Perhaps Jeb Bush can be that man. But to do so, he’ll have to bring his A-game to the task of thoroughly defeating his metaphorical sister-in-law.
And Charles C. W. Cooke accurately explains serious problem number two when he says Jeb is the wrong guy and the wrong time:
I am fundamentally opposed to his candidacy on more basic grounds: Namely, that he’s the wrong man, at the wrong time — and in the wrong country, too. “As loathsome and un-American as it may seem to hold someone’s family name against him,” Michael Brendan Dougherty wrote earlier this week, “this point needs to be emphasized: the GOP and the country don’t need another Bush.” Dougherty is right. The United States is a republic, and in republics the citizenry should be reflexively nervous about dynasties, regardless of how much they like their individual members. Certainly, America has survived the emergence of great and powerful families before. President John Quincy Adams was President John Adams’s son; President Benjamin Harrison was President William Henry Harrison’s grandson; and President Franklin Delano Roosevelt was President Theodore Roosevelt’s fifth cousin. (These relationships, you will note, get less and less intimate as times goes on.) But these were departures from the norm, rather than the norm itself. If Jeb Bush does manage to make it all the way to the top, we will be in uncharted dynastic territory — territory that, frankly, should begin to worry us.
Agreed.
In an era when the absurdities of a pre-ordained and partisan leftist political narrative (or three) are being brazenly asserted in the face of, and in contravention to, the objective truth -- well, this is not a time for a man from a Republican political dynasty. Period, end of story.

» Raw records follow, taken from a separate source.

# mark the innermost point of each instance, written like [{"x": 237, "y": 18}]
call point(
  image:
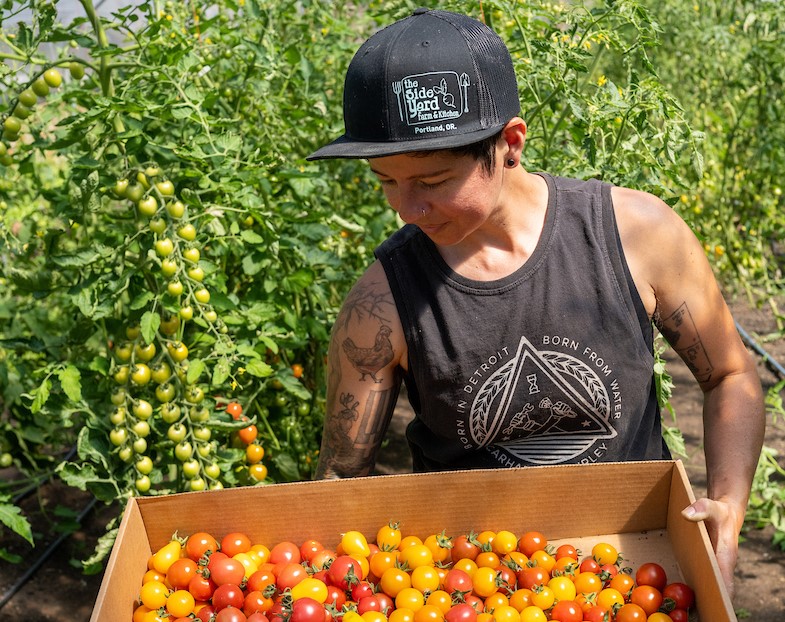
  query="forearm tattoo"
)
[
  {"x": 680, "y": 331},
  {"x": 351, "y": 439}
]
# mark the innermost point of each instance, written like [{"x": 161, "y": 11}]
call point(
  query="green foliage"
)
[
  {"x": 159, "y": 199},
  {"x": 733, "y": 96}
]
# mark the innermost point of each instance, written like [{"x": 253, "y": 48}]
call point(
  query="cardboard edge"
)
[
  {"x": 505, "y": 501},
  {"x": 113, "y": 594},
  {"x": 696, "y": 563}
]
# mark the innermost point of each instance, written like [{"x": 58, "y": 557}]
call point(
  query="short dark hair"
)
[{"x": 483, "y": 151}]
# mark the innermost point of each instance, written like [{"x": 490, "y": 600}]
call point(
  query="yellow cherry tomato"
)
[{"x": 166, "y": 556}]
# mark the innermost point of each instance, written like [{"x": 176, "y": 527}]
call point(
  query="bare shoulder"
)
[
  {"x": 659, "y": 247},
  {"x": 368, "y": 312},
  {"x": 639, "y": 212}
]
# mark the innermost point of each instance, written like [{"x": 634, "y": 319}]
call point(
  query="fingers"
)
[{"x": 722, "y": 533}]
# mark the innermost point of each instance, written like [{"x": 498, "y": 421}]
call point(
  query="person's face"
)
[{"x": 447, "y": 196}]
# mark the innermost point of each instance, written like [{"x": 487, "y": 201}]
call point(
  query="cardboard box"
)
[{"x": 635, "y": 506}]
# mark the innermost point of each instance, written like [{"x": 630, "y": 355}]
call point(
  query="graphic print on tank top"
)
[{"x": 544, "y": 406}]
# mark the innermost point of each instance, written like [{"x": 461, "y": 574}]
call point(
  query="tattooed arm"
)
[
  {"x": 367, "y": 347},
  {"x": 678, "y": 289}
]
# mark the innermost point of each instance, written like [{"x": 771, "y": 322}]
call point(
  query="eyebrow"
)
[{"x": 429, "y": 174}]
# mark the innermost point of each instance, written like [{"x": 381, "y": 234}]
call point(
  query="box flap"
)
[
  {"x": 125, "y": 568},
  {"x": 698, "y": 564},
  {"x": 543, "y": 498}
]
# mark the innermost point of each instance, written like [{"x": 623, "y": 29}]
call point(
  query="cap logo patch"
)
[{"x": 427, "y": 98}]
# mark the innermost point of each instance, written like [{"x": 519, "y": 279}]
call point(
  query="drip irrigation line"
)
[
  {"x": 11, "y": 591},
  {"x": 767, "y": 358}
]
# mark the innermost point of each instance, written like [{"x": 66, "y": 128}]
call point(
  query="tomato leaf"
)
[
  {"x": 149, "y": 325},
  {"x": 11, "y": 517},
  {"x": 220, "y": 372},
  {"x": 71, "y": 381},
  {"x": 141, "y": 301},
  {"x": 195, "y": 369},
  {"x": 41, "y": 395},
  {"x": 258, "y": 368},
  {"x": 287, "y": 466},
  {"x": 84, "y": 477}
]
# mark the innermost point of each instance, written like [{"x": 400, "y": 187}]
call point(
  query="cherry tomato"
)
[
  {"x": 630, "y": 612},
  {"x": 345, "y": 571},
  {"x": 307, "y": 610},
  {"x": 604, "y": 553},
  {"x": 289, "y": 575},
  {"x": 388, "y": 537},
  {"x": 248, "y": 434},
  {"x": 153, "y": 594},
  {"x": 53, "y": 78},
  {"x": 647, "y": 598},
  {"x": 228, "y": 595},
  {"x": 681, "y": 595},
  {"x": 651, "y": 574},
  {"x": 354, "y": 543},
  {"x": 462, "y": 612},
  {"x": 457, "y": 580},
  {"x": 465, "y": 546},
  {"x": 256, "y": 602},
  {"x": 235, "y": 542},
  {"x": 285, "y": 551},
  {"x": 622, "y": 582},
  {"x": 201, "y": 587},
  {"x": 567, "y": 611},
  {"x": 679, "y": 615},
  {"x": 532, "y": 541},
  {"x": 230, "y": 614},
  {"x": 180, "y": 603},
  {"x": 566, "y": 550},
  {"x": 234, "y": 409},
  {"x": 166, "y": 555},
  {"x": 226, "y": 570},
  {"x": 532, "y": 576},
  {"x": 596, "y": 614},
  {"x": 181, "y": 572},
  {"x": 392, "y": 581}
]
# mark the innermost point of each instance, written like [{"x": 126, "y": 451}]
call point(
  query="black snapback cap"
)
[{"x": 433, "y": 80}]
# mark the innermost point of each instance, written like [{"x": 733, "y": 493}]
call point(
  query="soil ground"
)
[{"x": 57, "y": 589}]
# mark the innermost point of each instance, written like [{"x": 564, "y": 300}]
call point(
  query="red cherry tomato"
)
[
  {"x": 567, "y": 611},
  {"x": 630, "y": 612},
  {"x": 228, "y": 595},
  {"x": 682, "y": 595},
  {"x": 307, "y": 610},
  {"x": 344, "y": 572},
  {"x": 462, "y": 612},
  {"x": 198, "y": 544},
  {"x": 284, "y": 552},
  {"x": 532, "y": 541},
  {"x": 226, "y": 570},
  {"x": 234, "y": 543},
  {"x": 230, "y": 614},
  {"x": 647, "y": 598},
  {"x": 652, "y": 574},
  {"x": 201, "y": 588}
]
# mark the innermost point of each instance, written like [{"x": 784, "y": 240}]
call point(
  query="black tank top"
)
[{"x": 551, "y": 364}]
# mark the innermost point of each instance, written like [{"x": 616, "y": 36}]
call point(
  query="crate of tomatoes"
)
[{"x": 603, "y": 542}]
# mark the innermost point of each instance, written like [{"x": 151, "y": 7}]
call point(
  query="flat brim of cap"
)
[{"x": 348, "y": 148}]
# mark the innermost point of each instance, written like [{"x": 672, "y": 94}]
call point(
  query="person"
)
[{"x": 517, "y": 307}]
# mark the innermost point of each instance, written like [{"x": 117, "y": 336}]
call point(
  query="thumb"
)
[{"x": 698, "y": 511}]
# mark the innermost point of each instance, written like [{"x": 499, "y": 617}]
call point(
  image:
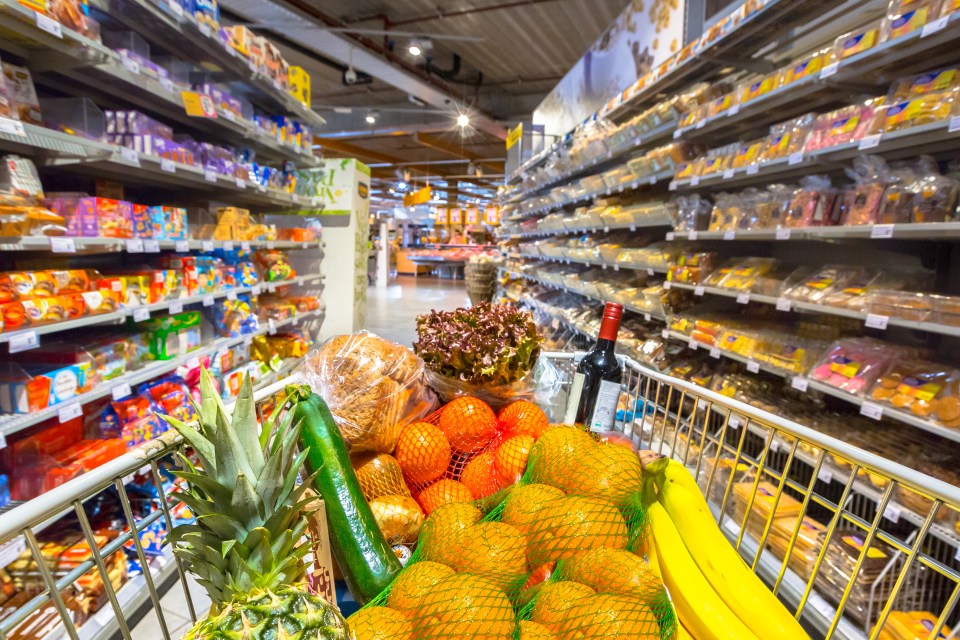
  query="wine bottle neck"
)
[{"x": 609, "y": 327}]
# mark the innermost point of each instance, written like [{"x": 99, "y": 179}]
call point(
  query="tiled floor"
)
[{"x": 391, "y": 313}]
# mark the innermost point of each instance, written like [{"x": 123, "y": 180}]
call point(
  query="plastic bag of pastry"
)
[
  {"x": 870, "y": 175},
  {"x": 374, "y": 388},
  {"x": 926, "y": 389},
  {"x": 934, "y": 196}
]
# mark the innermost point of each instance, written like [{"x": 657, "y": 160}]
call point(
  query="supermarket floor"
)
[{"x": 392, "y": 312}]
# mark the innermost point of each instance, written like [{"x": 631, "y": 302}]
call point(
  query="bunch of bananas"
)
[{"x": 716, "y": 595}]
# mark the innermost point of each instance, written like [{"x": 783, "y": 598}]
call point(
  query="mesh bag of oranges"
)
[
  {"x": 373, "y": 387},
  {"x": 560, "y": 557},
  {"x": 465, "y": 451}
]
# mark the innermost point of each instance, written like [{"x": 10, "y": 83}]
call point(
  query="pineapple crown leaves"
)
[{"x": 250, "y": 512}]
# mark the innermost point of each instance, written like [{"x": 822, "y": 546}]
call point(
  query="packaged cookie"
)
[
  {"x": 853, "y": 365},
  {"x": 927, "y": 389}
]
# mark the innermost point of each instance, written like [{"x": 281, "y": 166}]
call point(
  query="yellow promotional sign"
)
[
  {"x": 198, "y": 105},
  {"x": 421, "y": 196},
  {"x": 514, "y": 135}
]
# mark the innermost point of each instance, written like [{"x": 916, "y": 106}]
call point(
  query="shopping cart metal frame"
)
[{"x": 667, "y": 407}]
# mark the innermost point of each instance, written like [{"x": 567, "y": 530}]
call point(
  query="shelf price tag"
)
[
  {"x": 933, "y": 27},
  {"x": 876, "y": 321},
  {"x": 829, "y": 70},
  {"x": 869, "y": 142},
  {"x": 62, "y": 245},
  {"x": 24, "y": 341},
  {"x": 130, "y": 64},
  {"x": 9, "y": 125},
  {"x": 880, "y": 231},
  {"x": 871, "y": 410},
  {"x": 69, "y": 412},
  {"x": 892, "y": 512},
  {"x": 48, "y": 24},
  {"x": 121, "y": 391}
]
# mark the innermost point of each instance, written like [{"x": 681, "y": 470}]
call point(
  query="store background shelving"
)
[
  {"x": 537, "y": 190},
  {"x": 63, "y": 62}
]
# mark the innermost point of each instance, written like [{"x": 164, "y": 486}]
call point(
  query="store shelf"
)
[
  {"x": 115, "y": 245},
  {"x": 640, "y": 223},
  {"x": 907, "y": 231},
  {"x": 933, "y": 138},
  {"x": 648, "y": 315},
  {"x": 13, "y": 423},
  {"x": 663, "y": 176},
  {"x": 794, "y": 305},
  {"x": 912, "y": 52},
  {"x": 163, "y": 24},
  {"x": 121, "y": 315},
  {"x": 597, "y": 263},
  {"x": 104, "y": 160}
]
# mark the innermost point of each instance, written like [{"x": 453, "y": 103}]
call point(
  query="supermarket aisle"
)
[{"x": 392, "y": 312}]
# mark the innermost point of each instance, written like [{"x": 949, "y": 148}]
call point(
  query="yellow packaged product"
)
[{"x": 856, "y": 41}]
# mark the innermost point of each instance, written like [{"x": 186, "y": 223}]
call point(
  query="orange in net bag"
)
[{"x": 373, "y": 387}]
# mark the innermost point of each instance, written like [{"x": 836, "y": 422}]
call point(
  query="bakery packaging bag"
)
[{"x": 374, "y": 388}]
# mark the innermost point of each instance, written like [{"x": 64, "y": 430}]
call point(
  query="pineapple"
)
[{"x": 245, "y": 548}]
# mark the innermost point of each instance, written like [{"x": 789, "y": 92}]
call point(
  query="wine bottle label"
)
[
  {"x": 605, "y": 409},
  {"x": 573, "y": 400}
]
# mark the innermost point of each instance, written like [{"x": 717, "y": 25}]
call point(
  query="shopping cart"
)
[{"x": 743, "y": 459}]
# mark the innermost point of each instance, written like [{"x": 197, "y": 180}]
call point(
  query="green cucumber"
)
[{"x": 363, "y": 554}]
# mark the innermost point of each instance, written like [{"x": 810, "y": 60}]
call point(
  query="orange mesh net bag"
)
[
  {"x": 559, "y": 557},
  {"x": 465, "y": 452}
]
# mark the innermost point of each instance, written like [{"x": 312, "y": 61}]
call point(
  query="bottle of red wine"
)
[{"x": 596, "y": 385}]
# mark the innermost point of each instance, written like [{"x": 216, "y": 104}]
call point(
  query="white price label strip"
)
[
  {"x": 121, "y": 391},
  {"x": 876, "y": 321},
  {"x": 871, "y": 410},
  {"x": 69, "y": 412},
  {"x": 24, "y": 341},
  {"x": 48, "y": 24},
  {"x": 62, "y": 245}
]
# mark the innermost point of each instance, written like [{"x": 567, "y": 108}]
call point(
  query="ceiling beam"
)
[
  {"x": 354, "y": 151},
  {"x": 433, "y": 142}
]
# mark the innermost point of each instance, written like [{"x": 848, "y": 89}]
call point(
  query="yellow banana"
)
[
  {"x": 698, "y": 607},
  {"x": 739, "y": 587}
]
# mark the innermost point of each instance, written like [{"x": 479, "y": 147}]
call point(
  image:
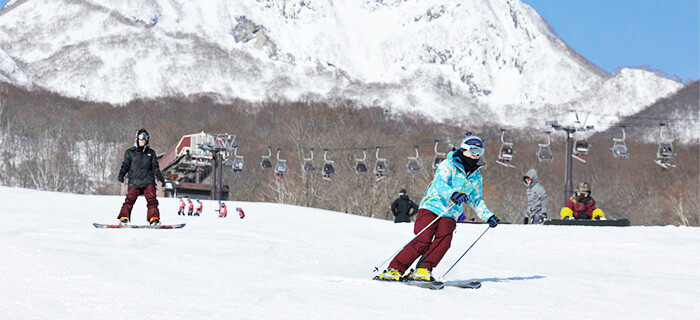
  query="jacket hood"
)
[{"x": 532, "y": 174}]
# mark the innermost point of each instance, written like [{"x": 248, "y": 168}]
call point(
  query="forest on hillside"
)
[{"x": 53, "y": 143}]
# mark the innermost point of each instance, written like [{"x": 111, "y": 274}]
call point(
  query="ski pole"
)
[
  {"x": 419, "y": 233},
  {"x": 465, "y": 252}
]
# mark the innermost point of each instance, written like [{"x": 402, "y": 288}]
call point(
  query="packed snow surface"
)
[{"x": 287, "y": 262}]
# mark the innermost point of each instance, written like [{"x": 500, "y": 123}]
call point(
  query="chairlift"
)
[
  {"x": 544, "y": 153},
  {"x": 581, "y": 148},
  {"x": 619, "y": 147},
  {"x": 361, "y": 164},
  {"x": 308, "y": 163},
  {"x": 665, "y": 153},
  {"x": 505, "y": 156},
  {"x": 328, "y": 166},
  {"x": 380, "y": 167},
  {"x": 266, "y": 162},
  {"x": 280, "y": 166},
  {"x": 439, "y": 156},
  {"x": 413, "y": 166},
  {"x": 238, "y": 164}
]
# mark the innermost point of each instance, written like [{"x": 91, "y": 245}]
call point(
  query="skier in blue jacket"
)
[{"x": 457, "y": 181}]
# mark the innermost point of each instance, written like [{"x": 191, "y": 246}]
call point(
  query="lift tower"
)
[{"x": 569, "y": 124}]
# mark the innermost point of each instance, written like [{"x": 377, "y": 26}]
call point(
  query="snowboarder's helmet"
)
[
  {"x": 142, "y": 134},
  {"x": 473, "y": 143},
  {"x": 584, "y": 187}
]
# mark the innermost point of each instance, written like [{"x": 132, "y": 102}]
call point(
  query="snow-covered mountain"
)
[
  {"x": 495, "y": 58},
  {"x": 288, "y": 262}
]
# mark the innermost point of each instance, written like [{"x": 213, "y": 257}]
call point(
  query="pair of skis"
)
[
  {"x": 438, "y": 285},
  {"x": 135, "y": 226}
]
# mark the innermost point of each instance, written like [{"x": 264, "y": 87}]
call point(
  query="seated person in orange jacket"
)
[{"x": 581, "y": 205}]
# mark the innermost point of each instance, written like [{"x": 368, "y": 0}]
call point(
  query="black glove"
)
[
  {"x": 493, "y": 221},
  {"x": 459, "y": 197}
]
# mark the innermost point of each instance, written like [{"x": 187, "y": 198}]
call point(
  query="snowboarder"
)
[
  {"x": 403, "y": 208},
  {"x": 200, "y": 207},
  {"x": 190, "y": 206},
  {"x": 457, "y": 180},
  {"x": 142, "y": 168},
  {"x": 181, "y": 210},
  {"x": 537, "y": 201},
  {"x": 581, "y": 205},
  {"x": 223, "y": 211}
]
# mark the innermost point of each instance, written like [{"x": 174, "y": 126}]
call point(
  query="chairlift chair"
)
[
  {"x": 238, "y": 163},
  {"x": 266, "y": 162},
  {"x": 544, "y": 153},
  {"x": 328, "y": 166},
  {"x": 439, "y": 156},
  {"x": 280, "y": 166},
  {"x": 619, "y": 148},
  {"x": 665, "y": 153},
  {"x": 308, "y": 163},
  {"x": 581, "y": 148},
  {"x": 361, "y": 164},
  {"x": 505, "y": 155},
  {"x": 380, "y": 168},
  {"x": 413, "y": 166}
]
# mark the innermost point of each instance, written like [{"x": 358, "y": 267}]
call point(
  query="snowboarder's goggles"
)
[{"x": 475, "y": 150}]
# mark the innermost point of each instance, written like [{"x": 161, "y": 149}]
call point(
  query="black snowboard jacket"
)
[
  {"x": 401, "y": 207},
  {"x": 142, "y": 166}
]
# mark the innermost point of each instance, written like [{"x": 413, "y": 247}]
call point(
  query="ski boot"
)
[
  {"x": 390, "y": 274},
  {"x": 421, "y": 274}
]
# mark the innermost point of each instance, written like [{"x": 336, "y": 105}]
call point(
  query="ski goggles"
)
[{"x": 474, "y": 150}]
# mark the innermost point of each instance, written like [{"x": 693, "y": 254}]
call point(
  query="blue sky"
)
[{"x": 663, "y": 35}]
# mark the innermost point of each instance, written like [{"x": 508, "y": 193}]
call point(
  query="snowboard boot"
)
[
  {"x": 390, "y": 274},
  {"x": 421, "y": 274}
]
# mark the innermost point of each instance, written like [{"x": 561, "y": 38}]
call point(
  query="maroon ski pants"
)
[
  {"x": 432, "y": 244},
  {"x": 149, "y": 193}
]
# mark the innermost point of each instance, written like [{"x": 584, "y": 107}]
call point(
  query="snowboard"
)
[{"x": 135, "y": 226}]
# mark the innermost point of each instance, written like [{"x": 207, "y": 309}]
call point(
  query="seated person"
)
[{"x": 581, "y": 205}]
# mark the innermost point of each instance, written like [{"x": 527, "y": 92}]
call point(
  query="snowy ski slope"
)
[{"x": 287, "y": 262}]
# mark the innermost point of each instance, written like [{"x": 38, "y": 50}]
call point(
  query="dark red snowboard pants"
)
[
  {"x": 149, "y": 193},
  {"x": 432, "y": 244}
]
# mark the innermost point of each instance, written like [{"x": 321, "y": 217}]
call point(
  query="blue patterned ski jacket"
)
[{"x": 451, "y": 177}]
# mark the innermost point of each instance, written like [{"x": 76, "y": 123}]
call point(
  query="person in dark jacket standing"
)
[
  {"x": 537, "y": 202},
  {"x": 142, "y": 168},
  {"x": 401, "y": 207}
]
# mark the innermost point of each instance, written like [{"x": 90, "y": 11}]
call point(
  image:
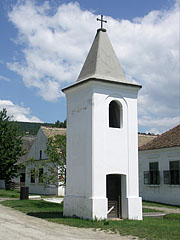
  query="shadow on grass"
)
[{"x": 46, "y": 215}]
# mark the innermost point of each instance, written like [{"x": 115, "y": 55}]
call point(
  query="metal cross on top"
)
[{"x": 101, "y": 20}]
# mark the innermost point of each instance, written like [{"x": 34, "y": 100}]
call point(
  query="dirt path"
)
[
  {"x": 15, "y": 225},
  {"x": 164, "y": 209}
]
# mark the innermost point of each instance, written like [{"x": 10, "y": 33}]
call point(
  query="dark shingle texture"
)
[{"x": 170, "y": 138}]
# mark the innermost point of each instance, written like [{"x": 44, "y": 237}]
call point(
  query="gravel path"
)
[{"x": 15, "y": 225}]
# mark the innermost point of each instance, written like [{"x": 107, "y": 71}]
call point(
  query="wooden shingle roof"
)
[
  {"x": 51, "y": 132},
  {"x": 171, "y": 138}
]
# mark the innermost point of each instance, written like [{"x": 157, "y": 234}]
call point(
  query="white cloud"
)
[
  {"x": 55, "y": 45},
  {"x": 19, "y": 113},
  {"x": 4, "y": 78}
]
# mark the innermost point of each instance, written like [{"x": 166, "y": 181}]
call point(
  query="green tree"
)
[
  {"x": 11, "y": 148},
  {"x": 54, "y": 167}
]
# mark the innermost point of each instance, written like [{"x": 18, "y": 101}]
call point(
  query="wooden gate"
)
[{"x": 113, "y": 191}]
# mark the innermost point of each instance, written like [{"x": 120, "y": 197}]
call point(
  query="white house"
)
[
  {"x": 159, "y": 168},
  {"x": 102, "y": 139},
  {"x": 37, "y": 152}
]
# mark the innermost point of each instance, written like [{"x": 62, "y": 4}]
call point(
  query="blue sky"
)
[{"x": 43, "y": 45}]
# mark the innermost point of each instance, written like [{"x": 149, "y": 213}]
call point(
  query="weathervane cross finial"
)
[{"x": 101, "y": 20}]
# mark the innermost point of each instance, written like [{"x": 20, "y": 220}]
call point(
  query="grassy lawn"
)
[
  {"x": 149, "y": 228},
  {"x": 153, "y": 204}
]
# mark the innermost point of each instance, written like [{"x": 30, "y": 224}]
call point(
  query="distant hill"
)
[{"x": 31, "y": 128}]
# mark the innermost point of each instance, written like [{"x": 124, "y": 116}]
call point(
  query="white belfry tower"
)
[{"x": 102, "y": 139}]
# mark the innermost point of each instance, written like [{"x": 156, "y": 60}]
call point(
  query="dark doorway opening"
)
[{"x": 113, "y": 194}]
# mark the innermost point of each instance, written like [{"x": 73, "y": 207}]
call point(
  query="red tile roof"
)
[{"x": 171, "y": 138}]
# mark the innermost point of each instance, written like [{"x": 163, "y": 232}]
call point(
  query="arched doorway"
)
[{"x": 113, "y": 194}]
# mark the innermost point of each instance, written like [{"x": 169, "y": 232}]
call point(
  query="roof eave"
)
[{"x": 100, "y": 80}]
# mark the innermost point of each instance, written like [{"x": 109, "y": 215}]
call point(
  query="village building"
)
[
  {"x": 102, "y": 140},
  {"x": 38, "y": 152},
  {"x": 19, "y": 181},
  {"x": 159, "y": 168}
]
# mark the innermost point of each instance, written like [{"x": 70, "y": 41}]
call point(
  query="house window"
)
[
  {"x": 115, "y": 114},
  {"x": 41, "y": 171},
  {"x": 153, "y": 175},
  {"x": 33, "y": 175},
  {"x": 22, "y": 177},
  {"x": 40, "y": 154},
  {"x": 173, "y": 175}
]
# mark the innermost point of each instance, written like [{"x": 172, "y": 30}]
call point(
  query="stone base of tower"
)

Jeb, you're a student of history & policy, and you fully understand the American experience: get behind Marco Rubio, man. Help us elect this worthy man to the presidency. Step away from the dynastic cloak that is inevitably associated with your name even though it isn't of your making. It isn't, however, an accident of your birth. You are still part and parcel of that dynasty and your ascension to the presidency isn't good for the country.